Even if such extreme statements were not a reflection of the views or policies of the Israeli leadership, there is no doubt that the rise of exclusionary attitudes contributed to a deceleration of immigration from North Africa in the years that followed, and later to a policy of selective immigration that prevented many Moroccan Jews from coming to Israel.
Indeed, the difficult absorption that Moroccan Jews experienced in Israel left a bad impression on their relatives who remained in Morocco, who consequently lost much of their enthusiasm for Zionism. The number of applicants for immigration declined, among both the wealthy and the poorer segments of the population. Improvement in the status of Jews under French rule in Morocco in the early 1950s further diminished the incentive to move to Israel. As a result, when the Jewish state again sought to encourage the large-scale aliya of Moroccan Jews in 1953, they were no longer in such a hurry to immigrate. “When Israel eased the limitations, and even tried in different ways to bring about the immigration of entire villages… they were unsuccessful. Neither the religious and Zionist elites nor the broader Jewish public stopped identifying with the Jewish state, but an awareness had grown of the difference between the Zionist ideal and its realization in practice….”
Tzur’s measured analysis in A Torn Community injects a needed sense of balance into the acrid debate which has dominated discussions about the origins of the ethnic divide in Israeli society.

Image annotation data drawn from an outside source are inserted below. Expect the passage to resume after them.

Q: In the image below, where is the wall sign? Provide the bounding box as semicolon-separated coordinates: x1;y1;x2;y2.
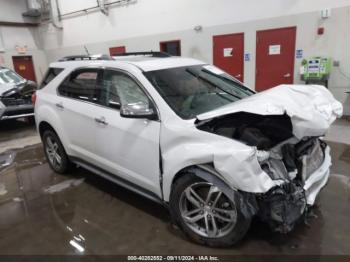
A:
224;48;233;57
15;45;28;54
269;45;281;55
295;49;303;59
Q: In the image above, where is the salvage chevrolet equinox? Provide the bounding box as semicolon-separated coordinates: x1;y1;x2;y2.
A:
33;52;343;247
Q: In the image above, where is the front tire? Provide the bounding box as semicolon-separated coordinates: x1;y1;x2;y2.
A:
42;130;71;174
170;173;251;247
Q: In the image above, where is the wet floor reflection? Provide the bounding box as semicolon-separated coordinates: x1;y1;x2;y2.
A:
0;143;350;254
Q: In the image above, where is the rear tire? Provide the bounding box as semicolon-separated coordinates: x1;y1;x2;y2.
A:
42;130;71;174
170;173;251;247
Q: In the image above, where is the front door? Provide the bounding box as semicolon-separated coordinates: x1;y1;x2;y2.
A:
256;27;296;91
96;70;161;196
12;56;36;82
56;68;102;165
213;33;244;82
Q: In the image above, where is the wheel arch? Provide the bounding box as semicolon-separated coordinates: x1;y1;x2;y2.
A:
38;121;58;138
168;163;258;219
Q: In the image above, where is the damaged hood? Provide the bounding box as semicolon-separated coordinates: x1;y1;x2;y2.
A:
0;84;16;97
197;85;343;139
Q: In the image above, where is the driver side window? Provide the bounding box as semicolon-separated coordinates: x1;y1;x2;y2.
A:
100;70;149;109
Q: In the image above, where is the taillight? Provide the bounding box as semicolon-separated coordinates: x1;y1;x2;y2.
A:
32;93;36;105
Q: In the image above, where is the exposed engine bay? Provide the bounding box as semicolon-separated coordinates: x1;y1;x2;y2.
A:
197;112;327;233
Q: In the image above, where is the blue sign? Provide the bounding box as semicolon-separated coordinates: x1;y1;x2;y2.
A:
295;49;303;59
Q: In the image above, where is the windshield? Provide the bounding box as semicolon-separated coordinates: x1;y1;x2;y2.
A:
0;69;24;84
144;65;254;119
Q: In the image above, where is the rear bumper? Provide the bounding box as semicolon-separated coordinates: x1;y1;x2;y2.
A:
304;146;332;205
0;105;34;121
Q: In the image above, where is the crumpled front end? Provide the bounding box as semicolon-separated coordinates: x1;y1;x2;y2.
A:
196;86;342;232
208;137;331;233
257;138;331;233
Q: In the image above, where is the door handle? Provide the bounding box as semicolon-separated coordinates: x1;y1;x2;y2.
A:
95;116;108;126
56;102;64;109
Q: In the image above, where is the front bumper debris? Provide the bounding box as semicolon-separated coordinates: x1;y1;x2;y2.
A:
256;139;331;233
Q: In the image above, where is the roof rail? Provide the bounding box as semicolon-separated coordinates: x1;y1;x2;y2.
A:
114;51;171;58
58;55;114;62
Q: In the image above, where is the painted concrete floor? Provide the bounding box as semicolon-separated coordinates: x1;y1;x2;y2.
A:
0;120;350;255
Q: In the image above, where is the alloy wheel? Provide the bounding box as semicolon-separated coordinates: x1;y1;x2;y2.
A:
179;182;237;238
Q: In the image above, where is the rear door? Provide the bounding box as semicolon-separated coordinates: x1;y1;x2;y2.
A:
256;27;296;91
55;68;102;163
213;33;244;82
96;70;160;196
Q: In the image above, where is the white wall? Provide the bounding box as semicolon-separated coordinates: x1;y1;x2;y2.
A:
43;0;350;49
0;0;48;82
0;0;27;22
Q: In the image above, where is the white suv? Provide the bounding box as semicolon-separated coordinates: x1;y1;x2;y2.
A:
34;53;342;246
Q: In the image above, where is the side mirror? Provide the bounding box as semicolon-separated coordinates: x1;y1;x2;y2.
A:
120;102;158;120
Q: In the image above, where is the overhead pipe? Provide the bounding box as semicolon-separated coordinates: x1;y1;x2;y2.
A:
56;0;132;18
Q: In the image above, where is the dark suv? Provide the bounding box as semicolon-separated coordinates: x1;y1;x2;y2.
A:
0;67;37;121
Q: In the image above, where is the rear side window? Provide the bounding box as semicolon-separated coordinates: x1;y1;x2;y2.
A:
39;67;64;89
58;69;99;103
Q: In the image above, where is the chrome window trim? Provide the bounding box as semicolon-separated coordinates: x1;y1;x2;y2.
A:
56;66;161;122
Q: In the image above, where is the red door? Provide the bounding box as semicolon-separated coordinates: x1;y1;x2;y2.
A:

He avoids sweeping accusations against the Ashkenazi “establishment,” and offers none of the apologies for Israel’s treatment of Sephardim in the state’s early years which until recently were a commonplace of Israeli discourse. Rather, he portrays a Zionism that was not free of prejudices or injustice, but was nonetheless motivated by a sincere desire to foster solidarity among the disparate parts of a long-dispersed nation. The immigration of Moroccan Jewry to Israel was not part of a conspiracy to import cheap labor, but rather an intensive effort to gather the Jewish exiles into a state of their own—a dream that was shared by both the Ashkenazi leadership and the Jewish community of Morocco.
A Torn Community, like Tzur’s previous works, reveals the author’s impressive ability to sketch a broad picture without skimping on the complexity of the details. Combining the tools of sociological analysis with those of a first-rate historian, Tzur paints a portrait of one diaspora community during a brief but fateful period, and in the process sheds light on some of the most divisive questions regarding the history of the Jews in the twentieth century. A Torn Community is therefore indispensable for any serious discussion of the relationship between Ashkenazim and Sephardim in Israel and in the diaspora.
Avi Picard is a doctoral student at Ben-Gurion University in Beersheva.